Qual a ação da substância do Permenati 1%?
Resultados de Eficácia
Em 1986, a Permetrina tópica foi introduzida em artigo publicado por Taplin e at. no Jornal da Academia Americana de Dermatologia (Bigby, 2000).
Em revisão sistemática publicada em 2003, Elgart menciona que desde quando tornou-se disponível, a Permetrina tópica rapidamente tornou-se o tratamento de escolha na escabiose. Os motivos apontados para isso seriam a sua quase completa ausência de toxicidade e sua capacidade de permanecer na pele por vários dias após a aplicação tópica (Elgart, 2003).
Em 2010, Strong e Johnstone realizaram nova revisão sistemática da literatura com o intuito de verificar a eficácia e segurança de drogas tópicas e sistêmicas para o tratamento da escabiose (Strong e Johnstone, 2007).
A Permetrina tópica mostrou-se mais eficaz que a ivermectina oral em 2 estudos envolvendo 140 pacientes. A Permetrina tópica também mostrou-se ainda mais eficaz na redução do prurido persistente do que o lindano em 5 estudos com 753 pacientes. Ainda nesta revisão, os autores concluem que a Permetrina tópica parece ser o tratamento mais eficaz para a escabiose (Elgart, 2003).

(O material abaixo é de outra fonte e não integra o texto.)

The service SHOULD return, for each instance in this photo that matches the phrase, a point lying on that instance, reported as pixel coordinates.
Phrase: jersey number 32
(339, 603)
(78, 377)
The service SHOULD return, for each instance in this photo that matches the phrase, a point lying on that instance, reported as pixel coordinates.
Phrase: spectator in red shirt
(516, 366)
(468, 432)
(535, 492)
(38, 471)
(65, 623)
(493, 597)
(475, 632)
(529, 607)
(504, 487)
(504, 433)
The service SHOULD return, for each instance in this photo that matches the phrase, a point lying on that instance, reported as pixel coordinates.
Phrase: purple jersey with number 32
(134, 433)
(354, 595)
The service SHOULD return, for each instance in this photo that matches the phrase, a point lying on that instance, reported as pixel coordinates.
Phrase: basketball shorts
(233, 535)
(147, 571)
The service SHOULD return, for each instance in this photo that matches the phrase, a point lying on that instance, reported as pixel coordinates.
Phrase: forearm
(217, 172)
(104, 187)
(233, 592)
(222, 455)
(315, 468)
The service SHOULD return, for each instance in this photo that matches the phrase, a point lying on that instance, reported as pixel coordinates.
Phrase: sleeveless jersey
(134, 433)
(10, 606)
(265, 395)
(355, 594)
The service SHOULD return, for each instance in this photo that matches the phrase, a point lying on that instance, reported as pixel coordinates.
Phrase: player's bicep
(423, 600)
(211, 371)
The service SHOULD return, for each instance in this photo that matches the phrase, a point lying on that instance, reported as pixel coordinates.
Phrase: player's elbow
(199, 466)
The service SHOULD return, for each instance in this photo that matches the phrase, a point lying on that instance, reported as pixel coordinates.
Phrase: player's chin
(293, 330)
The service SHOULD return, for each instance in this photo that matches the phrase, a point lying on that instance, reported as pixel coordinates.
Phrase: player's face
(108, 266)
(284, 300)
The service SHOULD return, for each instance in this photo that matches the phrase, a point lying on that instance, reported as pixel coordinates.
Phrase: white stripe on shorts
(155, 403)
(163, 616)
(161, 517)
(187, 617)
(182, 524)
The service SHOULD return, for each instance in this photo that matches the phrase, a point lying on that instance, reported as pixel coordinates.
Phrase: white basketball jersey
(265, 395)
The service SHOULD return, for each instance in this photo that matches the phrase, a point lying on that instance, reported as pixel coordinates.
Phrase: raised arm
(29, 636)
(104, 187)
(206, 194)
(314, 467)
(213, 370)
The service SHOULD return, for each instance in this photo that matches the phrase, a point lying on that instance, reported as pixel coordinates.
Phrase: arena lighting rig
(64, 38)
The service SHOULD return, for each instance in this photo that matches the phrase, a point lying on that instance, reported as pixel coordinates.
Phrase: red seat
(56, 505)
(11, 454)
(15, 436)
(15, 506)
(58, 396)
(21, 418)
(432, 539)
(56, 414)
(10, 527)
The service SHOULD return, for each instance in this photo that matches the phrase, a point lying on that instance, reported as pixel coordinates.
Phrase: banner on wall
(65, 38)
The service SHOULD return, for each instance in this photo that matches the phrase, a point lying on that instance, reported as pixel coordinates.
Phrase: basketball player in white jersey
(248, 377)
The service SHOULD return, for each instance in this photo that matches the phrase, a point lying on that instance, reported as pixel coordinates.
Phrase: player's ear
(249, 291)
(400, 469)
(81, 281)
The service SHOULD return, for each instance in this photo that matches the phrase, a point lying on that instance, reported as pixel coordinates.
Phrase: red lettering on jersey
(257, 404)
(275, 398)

Referências Bibliográficas
1. BIGBY, Michael. A systematic review of the treatment of scabies. Achives of Dermatology. 2000. v. 136. p. 387-389.
2. ELGART, L. Mervyn. Cost-benefit analysis of ivermectin, permethrin and benzyl benzonate in the management of infantile and childhood scabies. Expert Opinion on Pharmacotherapy. 2003. v. 4(9). p. 1521-1524.
3. STRONG, M.; JOHNSTONE, P. Interventions for treating scabies (Review). The Cochrane Library.
Características Farmacológicas
Permetrina encerra como princípio ativo a Permetrina, uma mistura de isômeros cis e trans de um piretróide sintético. A Permetrina atua na membrana da célula nervosa do parasita, desregulando o canal de sódio, através do qual é regulada a polarização da membrana. A repolarização retardada e a paralisia do parasita são as consequências de sua ação.
Dados preliminares indicam que menos de 2% da quantidade aplicada é absorvida sistematicamente. A Permetrina apresenta certa atividade residual por, aproximadamente, 14 dias. Sofre biotransformação rápida por reações de hidrólise, e a excreção principal é a renal.
Propriedades farmacodinâmicas
Mecanismo de ação
Efeitos farmacodinâmicos
A principal ação fisiológica em insetos (piolhos) expostos a Permetrina é a indução de alterações eletroquímicas através das membranas das células excitáveis, levando à hiper-excitabilidade sensorial, descoordenação e prostração. Presume-se que o modo de ação contra aracnídeos (ácaros) seja semelhante.
Farmacocinética
Absorção
Menos de 0.5% da Permetrina aplicada é absorvida durante as primeiras 48 horas. Portanto, toxicidade não é normalmente observada, uma vez que um adulto de 70 kg teria de consumir um total de 2640 g de produto com Permetrina 5% p/p para atingir uma dose de LD50. (Elgart, 2003).
Distribuição
A distribuição da Permetrina aplicada topicamente é principalmente limitada à pele, uma vez que uma quantidade muito pequena de Permetrina é absorvida sistemicamente.
Metabolismo
Nos mamíferos, a Permetrina é metabolizada por hidrólise do éster na pele e no fígado para produzir metabólitos inativos que são excretados principalmente na urina.
Eliminação
Os principais metabólitos da Permetrina são detectáveis na urina dentro de horas após uma aplicação do produto no corpo todo em voluntários saudáveis ou pacientes com escabiose. Os níveis mais elevados de excreção são detectados dentro das primeiras 48 horas, mas níveis muito baixos de metabólitos são ainda detectáveis na urina de alguns indivíduos 21 dias após o tratamento.